Next Generation Home invites you to see, hear and feel energy efficiency
December 13, 2022
Clean, fresh air paired with stunning countertops and beautiful backsplashes. Quiet, peaceful ambiance together with gorgeous wood flooring and plush carpets. One of the first things you experience at the newest Wilden Living Lab project in Kelowna is that it doesn’t just look great, it feels great–right from the top floor bedrooms to the basement-level utility room.
The Next Generation Home is an experiential show home in Kelowna that invites the public to explore firsthand the results of building to Step Code 5, the highest level of the BC Energy Step Code.
Stepping up to improve home performance
The home is the newest project by Wilden Living Lab, a unique collaboration between UBC Okanagan, Okanagan College, the Wilden Group, AuthenTech Homes and FortisBC. The forward-thinking project partners first began working together in 2016 to test the energy efficiency of two identical homes, the Home of Today and the Home of Tomorrow, built side-by-side to different standards. The comparative results over a three-year period found that Home of Tomorrow, the home built beyond building code standards, used 67 per cent less energy and had 99.6 per cent less carbon emissions than the Home of Today, built to standard code.
Now, the collaboration has gone a step further with the ultra-efficient Next Generation Home. The home is designed to achieve net-zero energy consumption, meaning the home will produce as much energy as it uses in a year through the use of solar panels and renewable energy. It incorporates many of the lessons learned from the first project and combines academic research, experiential learning for trades and contractor training students, ongoing energy monitoring and the creation of an electronic contractor decision support tool led by UBC Okanagan.
And while energy efficiency might not be the first thing to come to mind when searching for a new home, achieving Step 5 is increasingly important for homeowners and builders alike–and for good reason. In response to the critical need to address climate change, the province of BC is requiring all new homes to be built to Step 5 by 2032. With these requirements, there is now a major push to educate construction practitioners about the BC Energy Step Code.
A home built for the next generation
The Next Generation Home is part of the Wilden Living project in Kelowna.
The ENERGY STAR® gas fireplace is one of the most energy-efficient on the market.
The beautiful kitchen features all ENERGY STAR® appliances.
The on-demand water heater provides unlimited hot water.
Those who visit the Next Generation Home will enjoy an interactive experience with several displays.
So, what makes this home so efficient? Achieving Step 5 requires builders to follow a whole-home systems approach to reduce the total energy requirements. It’s important to understand all of the components of the home and how they work together as a system. The design, location and materials all contribute to a home that is comfortable, conserves energy and reduces emissions.
This is done by creating high-insulation wall systems and an airtight envelope, installing highly energy-efficient windows and mechanical systems, use of heat energy recovery systems and renewable energy.

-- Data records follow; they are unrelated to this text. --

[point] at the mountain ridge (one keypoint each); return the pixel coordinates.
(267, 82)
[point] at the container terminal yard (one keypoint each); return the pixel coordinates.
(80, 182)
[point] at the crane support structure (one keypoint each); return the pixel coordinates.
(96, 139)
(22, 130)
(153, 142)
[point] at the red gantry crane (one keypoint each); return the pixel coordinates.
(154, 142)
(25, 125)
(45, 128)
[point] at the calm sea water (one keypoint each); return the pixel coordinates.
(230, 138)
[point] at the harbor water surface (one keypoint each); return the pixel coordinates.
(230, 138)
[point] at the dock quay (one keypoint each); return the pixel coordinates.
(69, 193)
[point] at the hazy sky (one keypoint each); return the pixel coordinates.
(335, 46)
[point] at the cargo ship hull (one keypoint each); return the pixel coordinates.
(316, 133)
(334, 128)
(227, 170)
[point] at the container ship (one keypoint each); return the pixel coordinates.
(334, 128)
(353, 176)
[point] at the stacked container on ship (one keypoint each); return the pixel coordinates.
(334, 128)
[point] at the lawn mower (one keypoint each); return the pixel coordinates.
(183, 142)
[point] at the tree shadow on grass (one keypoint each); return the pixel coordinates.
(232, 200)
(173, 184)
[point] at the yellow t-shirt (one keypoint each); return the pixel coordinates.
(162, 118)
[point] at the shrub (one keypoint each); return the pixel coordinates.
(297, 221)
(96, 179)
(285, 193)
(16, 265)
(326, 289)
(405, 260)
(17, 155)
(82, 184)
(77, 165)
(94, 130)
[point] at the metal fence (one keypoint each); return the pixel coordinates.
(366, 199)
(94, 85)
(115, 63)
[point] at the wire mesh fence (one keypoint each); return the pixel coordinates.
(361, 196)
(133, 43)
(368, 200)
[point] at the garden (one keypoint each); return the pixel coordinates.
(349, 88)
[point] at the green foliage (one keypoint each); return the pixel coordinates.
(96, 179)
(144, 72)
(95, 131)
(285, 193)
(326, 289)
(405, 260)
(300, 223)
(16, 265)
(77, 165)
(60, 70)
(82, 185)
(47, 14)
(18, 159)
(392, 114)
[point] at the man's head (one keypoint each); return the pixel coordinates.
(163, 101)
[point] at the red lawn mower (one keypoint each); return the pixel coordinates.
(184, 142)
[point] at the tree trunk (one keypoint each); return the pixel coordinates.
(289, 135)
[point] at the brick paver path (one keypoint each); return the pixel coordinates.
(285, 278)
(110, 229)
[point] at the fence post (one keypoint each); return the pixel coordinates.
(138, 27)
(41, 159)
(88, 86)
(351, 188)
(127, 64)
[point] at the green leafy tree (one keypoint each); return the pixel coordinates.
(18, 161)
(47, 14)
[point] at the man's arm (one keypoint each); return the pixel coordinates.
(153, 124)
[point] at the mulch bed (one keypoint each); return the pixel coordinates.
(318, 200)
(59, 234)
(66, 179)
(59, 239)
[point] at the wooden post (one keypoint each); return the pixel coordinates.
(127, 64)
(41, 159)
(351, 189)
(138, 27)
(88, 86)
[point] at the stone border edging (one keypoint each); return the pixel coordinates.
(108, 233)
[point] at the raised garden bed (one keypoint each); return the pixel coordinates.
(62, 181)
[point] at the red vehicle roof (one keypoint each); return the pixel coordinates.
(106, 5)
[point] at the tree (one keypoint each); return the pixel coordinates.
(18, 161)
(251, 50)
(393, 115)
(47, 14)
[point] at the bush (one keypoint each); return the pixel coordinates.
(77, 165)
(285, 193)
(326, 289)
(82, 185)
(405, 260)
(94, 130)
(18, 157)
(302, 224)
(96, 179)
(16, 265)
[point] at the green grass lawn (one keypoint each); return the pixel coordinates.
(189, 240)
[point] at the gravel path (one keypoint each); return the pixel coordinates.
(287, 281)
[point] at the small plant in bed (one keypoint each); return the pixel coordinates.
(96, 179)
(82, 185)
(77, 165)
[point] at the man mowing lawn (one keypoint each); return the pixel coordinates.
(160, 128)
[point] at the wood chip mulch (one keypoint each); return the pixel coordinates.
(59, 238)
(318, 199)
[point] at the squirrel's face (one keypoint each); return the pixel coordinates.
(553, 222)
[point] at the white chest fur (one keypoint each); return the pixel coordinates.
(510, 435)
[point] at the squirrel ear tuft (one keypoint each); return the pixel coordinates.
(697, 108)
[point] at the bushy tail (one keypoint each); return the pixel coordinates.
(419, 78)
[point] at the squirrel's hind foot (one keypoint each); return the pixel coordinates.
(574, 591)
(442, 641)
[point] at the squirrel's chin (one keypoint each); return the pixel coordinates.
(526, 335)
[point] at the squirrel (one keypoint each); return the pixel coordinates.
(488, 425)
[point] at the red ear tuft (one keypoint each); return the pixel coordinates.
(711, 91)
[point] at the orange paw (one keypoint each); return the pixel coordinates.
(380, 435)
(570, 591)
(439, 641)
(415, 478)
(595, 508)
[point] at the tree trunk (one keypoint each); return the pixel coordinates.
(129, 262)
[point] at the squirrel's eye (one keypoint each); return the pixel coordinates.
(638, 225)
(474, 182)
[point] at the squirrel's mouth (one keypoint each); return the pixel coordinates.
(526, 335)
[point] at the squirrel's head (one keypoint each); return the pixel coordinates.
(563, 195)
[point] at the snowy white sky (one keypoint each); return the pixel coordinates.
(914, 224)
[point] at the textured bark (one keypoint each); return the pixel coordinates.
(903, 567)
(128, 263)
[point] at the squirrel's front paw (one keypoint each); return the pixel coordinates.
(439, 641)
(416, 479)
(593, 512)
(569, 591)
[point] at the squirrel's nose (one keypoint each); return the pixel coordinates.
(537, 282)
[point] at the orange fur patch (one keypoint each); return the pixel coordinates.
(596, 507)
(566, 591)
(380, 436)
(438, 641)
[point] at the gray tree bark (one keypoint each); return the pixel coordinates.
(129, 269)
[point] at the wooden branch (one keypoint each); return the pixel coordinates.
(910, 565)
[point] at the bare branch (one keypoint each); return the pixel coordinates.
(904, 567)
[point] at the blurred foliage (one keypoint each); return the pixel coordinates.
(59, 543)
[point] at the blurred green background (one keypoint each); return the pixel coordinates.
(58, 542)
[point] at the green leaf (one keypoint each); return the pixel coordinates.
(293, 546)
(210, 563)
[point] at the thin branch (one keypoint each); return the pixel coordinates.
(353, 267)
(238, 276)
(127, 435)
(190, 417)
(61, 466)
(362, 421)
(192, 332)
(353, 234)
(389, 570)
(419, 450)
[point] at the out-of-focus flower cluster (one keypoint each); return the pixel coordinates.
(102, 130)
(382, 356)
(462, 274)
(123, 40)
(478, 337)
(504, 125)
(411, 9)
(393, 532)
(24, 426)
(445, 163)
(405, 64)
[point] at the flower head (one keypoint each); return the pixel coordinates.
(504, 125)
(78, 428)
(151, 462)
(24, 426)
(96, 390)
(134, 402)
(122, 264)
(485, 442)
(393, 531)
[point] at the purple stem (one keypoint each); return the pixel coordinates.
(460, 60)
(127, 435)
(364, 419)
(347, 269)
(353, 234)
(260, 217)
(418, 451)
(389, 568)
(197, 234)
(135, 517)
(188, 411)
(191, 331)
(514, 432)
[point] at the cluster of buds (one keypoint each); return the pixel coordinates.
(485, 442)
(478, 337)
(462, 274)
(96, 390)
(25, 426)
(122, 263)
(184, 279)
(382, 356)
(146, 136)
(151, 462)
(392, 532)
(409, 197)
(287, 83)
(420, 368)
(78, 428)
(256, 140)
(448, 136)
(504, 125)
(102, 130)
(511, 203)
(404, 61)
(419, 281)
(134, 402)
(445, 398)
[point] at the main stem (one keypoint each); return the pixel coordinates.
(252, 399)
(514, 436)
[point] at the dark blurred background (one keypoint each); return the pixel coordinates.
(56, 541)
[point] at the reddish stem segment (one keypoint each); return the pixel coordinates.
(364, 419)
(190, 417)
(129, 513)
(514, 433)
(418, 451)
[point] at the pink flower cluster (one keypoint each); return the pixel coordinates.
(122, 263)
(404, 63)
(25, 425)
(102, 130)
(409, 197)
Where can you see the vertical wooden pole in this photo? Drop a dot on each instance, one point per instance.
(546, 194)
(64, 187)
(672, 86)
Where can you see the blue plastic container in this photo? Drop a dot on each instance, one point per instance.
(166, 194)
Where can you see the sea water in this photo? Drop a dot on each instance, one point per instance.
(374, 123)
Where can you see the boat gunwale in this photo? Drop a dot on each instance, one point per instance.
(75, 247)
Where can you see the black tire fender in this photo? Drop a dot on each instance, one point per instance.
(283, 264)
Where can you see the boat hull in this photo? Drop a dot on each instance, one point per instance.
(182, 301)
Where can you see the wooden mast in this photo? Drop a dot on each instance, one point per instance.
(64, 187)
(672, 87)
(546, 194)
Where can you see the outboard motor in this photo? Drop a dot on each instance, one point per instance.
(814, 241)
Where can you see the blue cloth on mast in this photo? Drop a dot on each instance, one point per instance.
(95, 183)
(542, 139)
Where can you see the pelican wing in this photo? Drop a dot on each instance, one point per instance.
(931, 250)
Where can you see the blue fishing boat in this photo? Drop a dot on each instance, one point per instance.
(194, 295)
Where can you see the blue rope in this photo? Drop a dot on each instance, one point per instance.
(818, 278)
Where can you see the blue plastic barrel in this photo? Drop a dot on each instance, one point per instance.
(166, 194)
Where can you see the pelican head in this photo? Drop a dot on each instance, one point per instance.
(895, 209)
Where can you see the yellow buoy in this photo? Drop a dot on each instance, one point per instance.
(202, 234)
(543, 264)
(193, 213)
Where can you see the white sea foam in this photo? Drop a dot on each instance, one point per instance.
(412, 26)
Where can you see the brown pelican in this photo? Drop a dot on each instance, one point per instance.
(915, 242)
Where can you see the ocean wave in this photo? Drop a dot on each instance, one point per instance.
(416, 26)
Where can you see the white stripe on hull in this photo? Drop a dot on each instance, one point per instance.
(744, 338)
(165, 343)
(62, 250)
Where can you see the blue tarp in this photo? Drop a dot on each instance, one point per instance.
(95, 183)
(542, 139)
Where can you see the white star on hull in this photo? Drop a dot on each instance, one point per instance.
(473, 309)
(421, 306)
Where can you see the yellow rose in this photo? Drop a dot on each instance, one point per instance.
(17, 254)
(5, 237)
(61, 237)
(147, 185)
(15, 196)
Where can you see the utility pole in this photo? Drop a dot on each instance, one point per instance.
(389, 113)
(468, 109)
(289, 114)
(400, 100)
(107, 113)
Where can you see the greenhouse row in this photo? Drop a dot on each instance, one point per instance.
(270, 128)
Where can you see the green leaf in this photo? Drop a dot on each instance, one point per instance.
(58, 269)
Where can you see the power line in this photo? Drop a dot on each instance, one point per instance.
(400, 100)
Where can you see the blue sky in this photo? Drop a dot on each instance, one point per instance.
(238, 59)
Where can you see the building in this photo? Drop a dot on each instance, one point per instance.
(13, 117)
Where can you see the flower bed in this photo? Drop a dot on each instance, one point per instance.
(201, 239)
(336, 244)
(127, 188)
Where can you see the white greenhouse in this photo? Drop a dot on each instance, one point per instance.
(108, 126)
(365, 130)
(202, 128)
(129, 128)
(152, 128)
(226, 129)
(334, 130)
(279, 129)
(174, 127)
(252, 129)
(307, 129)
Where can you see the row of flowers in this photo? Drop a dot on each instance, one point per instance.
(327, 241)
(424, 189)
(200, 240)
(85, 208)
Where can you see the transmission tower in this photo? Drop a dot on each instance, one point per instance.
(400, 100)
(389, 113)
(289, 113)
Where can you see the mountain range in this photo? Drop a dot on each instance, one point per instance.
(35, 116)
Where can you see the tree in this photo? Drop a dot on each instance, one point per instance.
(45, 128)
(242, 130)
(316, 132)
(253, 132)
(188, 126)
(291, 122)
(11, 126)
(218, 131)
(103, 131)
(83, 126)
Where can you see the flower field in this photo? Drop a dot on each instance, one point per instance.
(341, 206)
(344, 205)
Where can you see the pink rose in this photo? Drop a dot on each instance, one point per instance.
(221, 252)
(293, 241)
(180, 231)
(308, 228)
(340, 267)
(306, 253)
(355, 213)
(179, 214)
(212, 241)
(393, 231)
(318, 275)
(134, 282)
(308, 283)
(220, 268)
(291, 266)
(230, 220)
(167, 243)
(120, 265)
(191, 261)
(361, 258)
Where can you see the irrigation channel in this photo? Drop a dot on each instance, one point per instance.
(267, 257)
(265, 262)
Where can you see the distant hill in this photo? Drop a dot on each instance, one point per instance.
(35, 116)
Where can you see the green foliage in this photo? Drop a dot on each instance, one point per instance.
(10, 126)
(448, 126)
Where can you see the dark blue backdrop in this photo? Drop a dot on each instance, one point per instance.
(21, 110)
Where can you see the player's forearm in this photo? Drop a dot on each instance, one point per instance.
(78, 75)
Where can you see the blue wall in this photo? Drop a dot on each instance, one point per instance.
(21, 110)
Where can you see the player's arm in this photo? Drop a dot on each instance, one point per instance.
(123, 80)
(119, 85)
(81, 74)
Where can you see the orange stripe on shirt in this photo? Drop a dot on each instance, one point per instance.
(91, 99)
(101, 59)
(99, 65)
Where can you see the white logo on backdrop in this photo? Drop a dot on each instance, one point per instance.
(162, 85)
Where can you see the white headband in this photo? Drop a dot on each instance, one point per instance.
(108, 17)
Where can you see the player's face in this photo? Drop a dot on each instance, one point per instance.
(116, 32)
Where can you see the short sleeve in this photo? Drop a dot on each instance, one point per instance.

The Next Generation house has a high-tech building envelope that’s airtight, an efficient solar photovoltaic system, top-notch energy recovery and storage systems and highly-efficient mechanical systems. As a result, it’s gas needs are minimal and can be easily met with Renewable Natural Gas.1
It’s critical to focus on these high-performance elements right from the design stage, especially the building envelope which can be difficult and costly to improve after the home is complete. Airtightness is measured in air exchanges and Step 5 requires that there is just one air exchange or less per hour. By focusing on airtightness first, the Next Generation home achieved impressive results–0.57 air exchanges per hour, that’s just one exchange every two hours! A high-efficiency ventilation system ensures there is always fresh air in the home even on the smokiest Okanagan days.
Working together to advance new construction
By working together on projects like the Wilden Living Lab, we’re taking steps to help transform the housing market towards the construction of increasingly energy-efficient homes.
The data collected through the project will help builders and home buyers make informed decisions when it comes to the less tangible features of a quality-built home–one that incorporates the highest performance into the overall design. With the exception of ENERGY STAR® appliances, many of these critical elements can be invisible to builders and homebuyers. The aim of this project is to gain important insights about energy-efficiency that can ultimately influence a new generation of construction.
The best part is that all the home’s high-performance features are available today. Plus, we have a range of rebates available to help off-set the costs of energy-efficient upgrades.
Improving efficiency in your home today
Even if you aren’t in the market for a new home, you can still learn how you can improve the efficiency in your home by visiting the Next Generation Home. Those who visit the Next Generation home will enjoy an interactive experience with several displays. There will be a Wilden Living Lab representative on hand to answer questions as well.
The Next Generation Home is located at 215 Echo Ridge Drive in Kelowna and is open to the public Saturday through Thursday, noon to 5 pm until May 18, 2023. More information about Wilden Living Lab can be found here.
1Renewable Natural Gas is produced in a different manner than conventional natural gas. It is derived from biogas, which is produced from decomposing organic waste from landfills, agricultural waste and wastewater from treatment facilities. The biogas is captured and cleaned to create Renewable Natural Gas (also called biomethane).